AW: I guess not. I mean I never thought about it - and have seen no reason to stop since the project’s potential is so open, allowing me to work either alone or with as many other contributors as I like, with no musical restrictions. I think the set up is what I always wanted after I hit my late 20s and started outgrowing the concept of being in a group. The only reason I would change and do something else is financial - since, these days, it can be a struggle to make a living through music.

You do not consider Recoil a band, but merely a project. Do you think at this point after all these years, still a project given its longevity?

AW: When I was in my teens and twenties, I had plenty of conviction about wanting to become a musician (and a ‘successful’ one hopefully). So I was always driven and focused about doing the only thing I was really passionate about.

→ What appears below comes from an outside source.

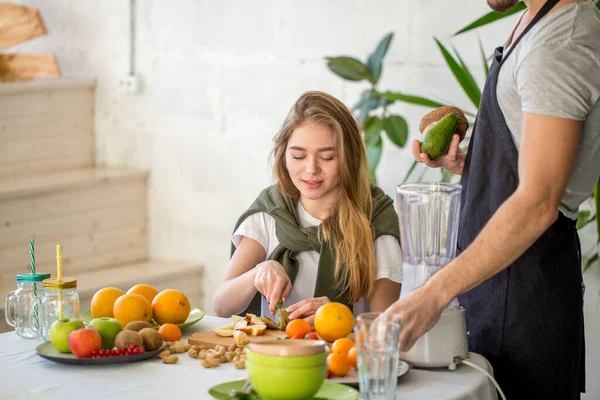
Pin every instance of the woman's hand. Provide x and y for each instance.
(307, 308)
(272, 282)
(453, 160)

But I never really foresaw exactly what form that would take, or end up as - I guess at the time, I just wanted to be in a band and make records. As I got older, I realised that being in a band suited me less and less, with all the politics that involves, and that I’m far happier acting as a kind of musical director for my own projects.

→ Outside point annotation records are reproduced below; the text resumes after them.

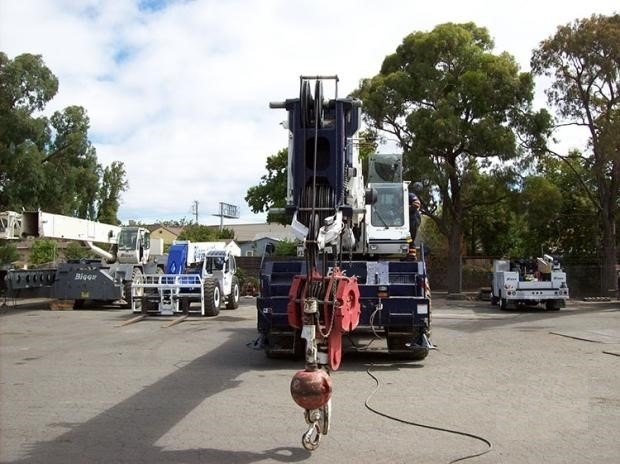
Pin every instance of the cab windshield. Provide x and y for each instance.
(388, 210)
(127, 239)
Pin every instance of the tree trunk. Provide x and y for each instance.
(455, 242)
(609, 277)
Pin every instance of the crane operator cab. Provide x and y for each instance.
(134, 245)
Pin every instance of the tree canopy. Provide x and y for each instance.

Given that your music is electronic and the ever-changing landscape of technology we are in, do you, as a musician even find it difficult to keep up with how fast technology changes? Do you still use some gear from back when you started?

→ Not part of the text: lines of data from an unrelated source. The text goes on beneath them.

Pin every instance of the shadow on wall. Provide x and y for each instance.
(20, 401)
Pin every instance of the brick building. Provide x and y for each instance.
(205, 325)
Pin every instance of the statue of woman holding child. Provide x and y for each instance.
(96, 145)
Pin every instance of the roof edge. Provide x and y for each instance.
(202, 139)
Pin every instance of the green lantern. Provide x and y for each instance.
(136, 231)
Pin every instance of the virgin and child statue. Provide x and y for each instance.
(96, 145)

AW: I like older analog synths, and have quite a few of them. However, these days I use less synthesis and more ‘real’ audio samples and loops. I am still attached to certain machines, like the Mini Moog and my VCS 3 synth which is used mainly for processing samples and loops, I have a great sounding Neve console from 1970s, and the Roland Space Echo is another favourite. I use a few software-based instruments - but I was never a synth wizard anyway. I like the fact that it is so much easier to save all your sounds as well as your mix effects and so on using the computer. Having said that, we still use familiar analogue boxes for particular sounds, reverbs and effects simply because their digital counterparts often don't match up. I love valve compressors and vintage eq units, tape delay etc. As far as computers and software goes, they are powerful tools and I enjoy many aspects although I do struggle to keep up sometimes. However, you don’t always need to be on the cutting edge to make good music - as long as you have some decent ideas. There are so many equally valid ways of doing things. In conclusion, I like a combination of all things.

You performed for the first time in over a decade with Depeche Mode in March, how was it being back on stage with them? How did you get involved with them again?

AW: It felt strangely familiar - which is maybe not surprising considering how much touring we used to do - but it was like I’d never been away. I had forgotten just how it feels though when a large audience is behind you like that. A proud moment for me knowing that most people were so happy about it.

It was great to see everyone (band and crew) and to catch up with their news, see how they were all fairing. The fact that is was for a worthy cause was also important of course, and I felt there would be a warm reaction from the people - which there was:)

Do you think you will work with them again?

AW: There are no plans for this at the moment.

Do you ever miss being in Depeche Mode or you are just so content and focused on working on your own material that it does not matter?

AW: After two divorces, I guess you could say I miss the cash! And I miss other aspects of that life of course, though there are elements I can happily do without.